The true mass varies with chain length, so only the repeat unit mass is typically reported.
Mr values assume average isotopic composition. In reality, molecules can contain different isotope combinations, creating a distribution of possible molecular masses.
Mass spectrometry reveals these patterns as clusters of peaks.
For bulk calculations, average Ar values are still used because they reflect overall natural abundance.
Both types of substance consist of extended networks rather than discrete molecules, so their formulae represent simplest ratios of atoms or ions.
Relative formula mass therefore refers to the mass of one empirical formula unit.
This allows comparison and calculation even though a complete structure contains an effectively infinite number of atoms.
Practice Questions
Chlorine exists as a diatomic molecule, Cl2. Using the relative atomic mass of chlorine (35.5), calculate the relative molecular mass (Mr) of Cl2.

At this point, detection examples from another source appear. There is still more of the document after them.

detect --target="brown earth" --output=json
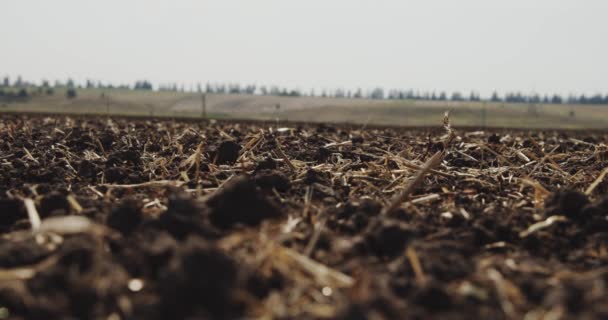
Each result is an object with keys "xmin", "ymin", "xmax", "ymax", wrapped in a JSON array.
[{"xmin": 0, "ymin": 115, "xmax": 608, "ymax": 319}]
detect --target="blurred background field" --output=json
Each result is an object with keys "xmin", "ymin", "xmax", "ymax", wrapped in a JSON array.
[{"xmin": 0, "ymin": 88, "xmax": 608, "ymax": 129}]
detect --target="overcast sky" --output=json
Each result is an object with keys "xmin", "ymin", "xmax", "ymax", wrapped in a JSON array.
[{"xmin": 0, "ymin": 0, "xmax": 608, "ymax": 95}]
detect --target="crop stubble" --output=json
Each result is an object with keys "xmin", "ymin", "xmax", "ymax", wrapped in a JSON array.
[{"xmin": 0, "ymin": 115, "xmax": 608, "ymax": 319}]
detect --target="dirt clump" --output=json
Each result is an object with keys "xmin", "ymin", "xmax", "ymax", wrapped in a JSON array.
[{"xmin": 207, "ymin": 175, "xmax": 282, "ymax": 228}]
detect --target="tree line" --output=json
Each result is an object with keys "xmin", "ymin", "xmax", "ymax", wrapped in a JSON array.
[{"xmin": 0, "ymin": 76, "xmax": 608, "ymax": 105}]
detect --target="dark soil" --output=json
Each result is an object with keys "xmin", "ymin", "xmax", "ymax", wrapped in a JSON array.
[{"xmin": 0, "ymin": 115, "xmax": 608, "ymax": 319}]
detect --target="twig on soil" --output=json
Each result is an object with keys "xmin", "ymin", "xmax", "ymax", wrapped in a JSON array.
[
  {"xmin": 100, "ymin": 180, "xmax": 185, "ymax": 189},
  {"xmin": 279, "ymin": 247, "xmax": 355, "ymax": 288},
  {"xmin": 275, "ymin": 139, "xmax": 296, "ymax": 172},
  {"xmin": 381, "ymin": 151, "xmax": 444, "ymax": 216},
  {"xmin": 23, "ymin": 147, "xmax": 40, "ymax": 164},
  {"xmin": 23, "ymin": 198, "xmax": 41, "ymax": 231},
  {"xmin": 66, "ymin": 194, "xmax": 83, "ymax": 213},
  {"xmin": 519, "ymin": 216, "xmax": 568, "ymax": 238},
  {"xmin": 405, "ymin": 246, "xmax": 427, "ymax": 285},
  {"xmin": 304, "ymin": 218, "xmax": 325, "ymax": 257},
  {"xmin": 585, "ymin": 167, "xmax": 608, "ymax": 196}
]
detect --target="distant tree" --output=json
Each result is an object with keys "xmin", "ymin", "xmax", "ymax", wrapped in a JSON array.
[
  {"xmin": 65, "ymin": 88, "xmax": 78, "ymax": 99},
  {"xmin": 543, "ymin": 95, "xmax": 551, "ymax": 104},
  {"xmin": 133, "ymin": 80, "xmax": 152, "ymax": 90},
  {"xmin": 551, "ymin": 94, "xmax": 564, "ymax": 104},
  {"xmin": 469, "ymin": 91, "xmax": 481, "ymax": 101},
  {"xmin": 526, "ymin": 94, "xmax": 542, "ymax": 103},
  {"xmin": 17, "ymin": 88, "xmax": 30, "ymax": 99},
  {"xmin": 588, "ymin": 94, "xmax": 604, "ymax": 104},
  {"xmin": 228, "ymin": 83, "xmax": 241, "ymax": 94},
  {"xmin": 370, "ymin": 87, "xmax": 384, "ymax": 99},
  {"xmin": 578, "ymin": 94, "xmax": 587, "ymax": 104},
  {"xmin": 490, "ymin": 91, "xmax": 502, "ymax": 102},
  {"xmin": 450, "ymin": 91, "xmax": 464, "ymax": 101},
  {"xmin": 334, "ymin": 89, "xmax": 344, "ymax": 98}
]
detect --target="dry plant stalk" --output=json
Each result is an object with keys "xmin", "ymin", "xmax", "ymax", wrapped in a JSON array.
[
  {"xmin": 519, "ymin": 216, "xmax": 568, "ymax": 238},
  {"xmin": 100, "ymin": 180, "xmax": 185, "ymax": 189},
  {"xmin": 585, "ymin": 168, "xmax": 608, "ymax": 196},
  {"xmin": 275, "ymin": 139, "xmax": 296, "ymax": 172},
  {"xmin": 405, "ymin": 246, "xmax": 427, "ymax": 285},
  {"xmin": 23, "ymin": 198, "xmax": 41, "ymax": 231},
  {"xmin": 381, "ymin": 151, "xmax": 444, "ymax": 216}
]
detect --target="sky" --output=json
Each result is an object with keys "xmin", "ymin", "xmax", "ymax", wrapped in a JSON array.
[{"xmin": 0, "ymin": 0, "xmax": 608, "ymax": 95}]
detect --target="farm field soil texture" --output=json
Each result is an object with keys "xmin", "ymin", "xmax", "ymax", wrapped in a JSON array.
[{"xmin": 0, "ymin": 115, "xmax": 608, "ymax": 319}]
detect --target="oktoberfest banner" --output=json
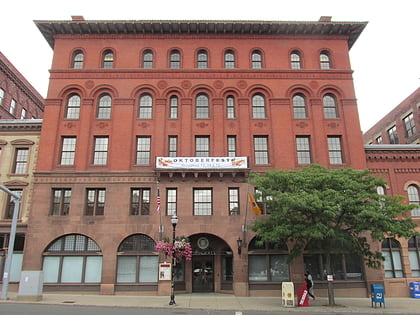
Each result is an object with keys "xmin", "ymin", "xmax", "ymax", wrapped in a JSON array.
[{"xmin": 156, "ymin": 156, "xmax": 248, "ymax": 169}]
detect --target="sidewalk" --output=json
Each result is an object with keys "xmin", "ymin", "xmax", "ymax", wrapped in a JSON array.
[{"xmin": 0, "ymin": 292, "xmax": 420, "ymax": 314}]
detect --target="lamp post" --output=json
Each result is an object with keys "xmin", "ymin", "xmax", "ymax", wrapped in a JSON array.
[{"xmin": 169, "ymin": 215, "xmax": 178, "ymax": 305}]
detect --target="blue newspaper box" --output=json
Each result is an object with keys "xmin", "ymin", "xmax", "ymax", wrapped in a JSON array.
[
  {"xmin": 370, "ymin": 284, "xmax": 385, "ymax": 308},
  {"xmin": 410, "ymin": 282, "xmax": 420, "ymax": 299}
]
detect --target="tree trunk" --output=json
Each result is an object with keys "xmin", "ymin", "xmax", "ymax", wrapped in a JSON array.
[{"xmin": 326, "ymin": 253, "xmax": 335, "ymax": 305}]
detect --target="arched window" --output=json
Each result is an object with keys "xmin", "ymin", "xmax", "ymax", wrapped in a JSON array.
[
  {"xmin": 252, "ymin": 94, "xmax": 266, "ymax": 119},
  {"xmin": 102, "ymin": 50, "xmax": 114, "ymax": 69},
  {"xmin": 72, "ymin": 50, "xmax": 84, "ymax": 69},
  {"xmin": 66, "ymin": 94, "xmax": 80, "ymax": 119},
  {"xmin": 197, "ymin": 49, "xmax": 208, "ymax": 69},
  {"xmin": 322, "ymin": 94, "xmax": 338, "ymax": 119},
  {"xmin": 139, "ymin": 93, "xmax": 153, "ymax": 119},
  {"xmin": 290, "ymin": 50, "xmax": 302, "ymax": 70},
  {"xmin": 319, "ymin": 51, "xmax": 331, "ymax": 70},
  {"xmin": 407, "ymin": 185, "xmax": 420, "ymax": 217},
  {"xmin": 169, "ymin": 50, "xmax": 181, "ymax": 69},
  {"xmin": 225, "ymin": 50, "xmax": 235, "ymax": 69},
  {"xmin": 293, "ymin": 94, "xmax": 308, "ymax": 119},
  {"xmin": 142, "ymin": 49, "xmax": 153, "ymax": 69},
  {"xmin": 251, "ymin": 50, "xmax": 262, "ymax": 69},
  {"xmin": 195, "ymin": 94, "xmax": 209, "ymax": 119},
  {"xmin": 96, "ymin": 94, "xmax": 112, "ymax": 119},
  {"xmin": 42, "ymin": 234, "xmax": 102, "ymax": 283},
  {"xmin": 248, "ymin": 238, "xmax": 290, "ymax": 282},
  {"xmin": 382, "ymin": 238, "xmax": 404, "ymax": 278},
  {"xmin": 117, "ymin": 234, "xmax": 159, "ymax": 284}
]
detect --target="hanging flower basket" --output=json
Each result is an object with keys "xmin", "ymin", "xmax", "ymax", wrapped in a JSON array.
[{"xmin": 155, "ymin": 237, "xmax": 192, "ymax": 262}]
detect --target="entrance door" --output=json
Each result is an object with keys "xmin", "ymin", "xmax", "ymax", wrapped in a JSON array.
[{"xmin": 192, "ymin": 256, "xmax": 214, "ymax": 292}]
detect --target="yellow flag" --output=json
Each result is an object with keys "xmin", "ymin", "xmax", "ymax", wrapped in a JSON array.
[{"xmin": 248, "ymin": 193, "xmax": 261, "ymax": 215}]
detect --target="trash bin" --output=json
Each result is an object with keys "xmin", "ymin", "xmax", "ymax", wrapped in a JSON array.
[
  {"xmin": 410, "ymin": 282, "xmax": 420, "ymax": 299},
  {"xmin": 281, "ymin": 282, "xmax": 295, "ymax": 307},
  {"xmin": 370, "ymin": 284, "xmax": 385, "ymax": 308}
]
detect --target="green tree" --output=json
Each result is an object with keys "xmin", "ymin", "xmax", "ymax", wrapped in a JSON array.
[{"xmin": 250, "ymin": 165, "xmax": 416, "ymax": 305}]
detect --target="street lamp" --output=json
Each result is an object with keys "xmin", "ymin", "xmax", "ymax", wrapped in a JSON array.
[{"xmin": 169, "ymin": 215, "xmax": 178, "ymax": 305}]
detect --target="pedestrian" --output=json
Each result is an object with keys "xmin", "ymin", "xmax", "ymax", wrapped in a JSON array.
[{"xmin": 305, "ymin": 271, "xmax": 315, "ymax": 300}]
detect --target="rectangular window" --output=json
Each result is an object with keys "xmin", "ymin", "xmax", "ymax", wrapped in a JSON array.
[
  {"xmin": 195, "ymin": 136, "xmax": 210, "ymax": 157},
  {"xmin": 328, "ymin": 136, "xmax": 343, "ymax": 164},
  {"xmin": 130, "ymin": 188, "xmax": 150, "ymax": 215},
  {"xmin": 227, "ymin": 136, "xmax": 236, "ymax": 157},
  {"xmin": 13, "ymin": 148, "xmax": 29, "ymax": 174},
  {"xmin": 93, "ymin": 136, "xmax": 109, "ymax": 165},
  {"xmin": 51, "ymin": 188, "xmax": 71, "ymax": 216},
  {"xmin": 60, "ymin": 137, "xmax": 76, "ymax": 165},
  {"xmin": 85, "ymin": 188, "xmax": 105, "ymax": 216},
  {"xmin": 228, "ymin": 188, "xmax": 239, "ymax": 215},
  {"xmin": 193, "ymin": 188, "xmax": 213, "ymax": 215},
  {"xmin": 166, "ymin": 188, "xmax": 177, "ymax": 216},
  {"xmin": 296, "ymin": 136, "xmax": 311, "ymax": 164},
  {"xmin": 168, "ymin": 136, "xmax": 178, "ymax": 157},
  {"xmin": 254, "ymin": 136, "xmax": 269, "ymax": 165},
  {"xmin": 136, "ymin": 136, "xmax": 151, "ymax": 165}
]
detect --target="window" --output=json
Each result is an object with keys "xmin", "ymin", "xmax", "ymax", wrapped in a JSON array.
[
  {"xmin": 136, "ymin": 136, "xmax": 151, "ymax": 165},
  {"xmin": 168, "ymin": 136, "xmax": 178, "ymax": 157},
  {"xmin": 408, "ymin": 236, "xmax": 420, "ymax": 277},
  {"xmin": 296, "ymin": 136, "xmax": 311, "ymax": 164},
  {"xmin": 225, "ymin": 50, "xmax": 235, "ymax": 69},
  {"xmin": 382, "ymin": 238, "xmax": 404, "ymax": 278},
  {"xmin": 169, "ymin": 96, "xmax": 178, "ymax": 119},
  {"xmin": 195, "ymin": 94, "xmax": 209, "ymax": 119},
  {"xmin": 293, "ymin": 94, "xmax": 308, "ymax": 119},
  {"xmin": 193, "ymin": 188, "xmax": 213, "ymax": 215},
  {"xmin": 51, "ymin": 188, "xmax": 71, "ymax": 216},
  {"xmin": 139, "ymin": 93, "xmax": 153, "ymax": 119},
  {"xmin": 66, "ymin": 94, "xmax": 80, "ymax": 119},
  {"xmin": 251, "ymin": 50, "xmax": 262, "ymax": 69},
  {"xmin": 85, "ymin": 188, "xmax": 105, "ymax": 216},
  {"xmin": 169, "ymin": 50, "xmax": 181, "ymax": 69},
  {"xmin": 228, "ymin": 188, "xmax": 239, "ymax": 215},
  {"xmin": 142, "ymin": 49, "xmax": 153, "ymax": 69},
  {"xmin": 60, "ymin": 137, "xmax": 76, "ymax": 165},
  {"xmin": 197, "ymin": 50, "xmax": 208, "ymax": 69},
  {"xmin": 226, "ymin": 96, "xmax": 235, "ymax": 119},
  {"xmin": 195, "ymin": 136, "xmax": 210, "ymax": 157},
  {"xmin": 252, "ymin": 94, "xmax": 265, "ymax": 119},
  {"xmin": 254, "ymin": 136, "xmax": 269, "ymax": 165},
  {"xmin": 117, "ymin": 234, "xmax": 159, "ymax": 283},
  {"xmin": 328, "ymin": 136, "xmax": 343, "ymax": 164},
  {"xmin": 13, "ymin": 148, "xmax": 29, "ymax": 174},
  {"xmin": 387, "ymin": 126, "xmax": 400, "ymax": 144},
  {"xmin": 130, "ymin": 188, "xmax": 150, "ymax": 215},
  {"xmin": 227, "ymin": 136, "xmax": 236, "ymax": 157},
  {"xmin": 71, "ymin": 50, "xmax": 84, "ymax": 69},
  {"xmin": 42, "ymin": 234, "xmax": 102, "ymax": 283},
  {"xmin": 319, "ymin": 51, "xmax": 331, "ymax": 70},
  {"xmin": 407, "ymin": 185, "xmax": 420, "ymax": 217},
  {"xmin": 248, "ymin": 237, "xmax": 290, "ymax": 282},
  {"xmin": 290, "ymin": 50, "xmax": 302, "ymax": 70},
  {"xmin": 93, "ymin": 136, "xmax": 109, "ymax": 165},
  {"xmin": 166, "ymin": 188, "xmax": 178, "ymax": 216},
  {"xmin": 96, "ymin": 94, "xmax": 112, "ymax": 119},
  {"xmin": 322, "ymin": 94, "xmax": 338, "ymax": 119},
  {"xmin": 403, "ymin": 113, "xmax": 416, "ymax": 138},
  {"xmin": 102, "ymin": 50, "xmax": 114, "ymax": 69}
]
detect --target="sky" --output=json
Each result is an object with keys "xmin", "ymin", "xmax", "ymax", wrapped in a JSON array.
[{"xmin": 0, "ymin": 0, "xmax": 420, "ymax": 132}]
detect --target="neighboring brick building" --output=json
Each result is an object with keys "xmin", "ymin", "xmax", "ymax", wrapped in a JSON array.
[
  {"xmin": 19, "ymin": 17, "xmax": 383, "ymax": 296},
  {"xmin": 0, "ymin": 52, "xmax": 44, "ymax": 119},
  {"xmin": 363, "ymin": 88, "xmax": 420, "ymax": 144}
]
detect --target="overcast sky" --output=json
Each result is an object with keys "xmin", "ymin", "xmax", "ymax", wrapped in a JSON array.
[{"xmin": 0, "ymin": 0, "xmax": 420, "ymax": 131}]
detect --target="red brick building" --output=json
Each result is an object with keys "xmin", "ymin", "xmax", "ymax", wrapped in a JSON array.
[{"xmin": 24, "ymin": 17, "xmax": 388, "ymax": 296}]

Show your working. (2 marks)
Correct method: Mr = Ar(Cl) × 2 (1 mark)
Correct final answer: 71.0 (1 mark)
A sample of an ionic compound has the empirical formula MgCl2.
(a) Explain why the term relative formula mass is used instead of relative molecular mass for MgCl2. (2 marks)
(b) Calculate the relative formula mass of MgCl2. Use the following relative atomic masses: Mg = 24.3, Cl = 35.5. (3 marks)
(5 marks)
(a)
States that MgCl2 is an ionic compound / forms a giant ionic lattice (1 mark)
States that ionic compounds do not exist as discrete molecules, so Mr cannot be used (1 mark)
(b)
Correct contribution from Mg: 24.3 (1 mark)
Correct contribution from Cl: 35.5 × 2 = 71.0 (1 mark)
Correct total relative formula mass: 95.3 (1 mark)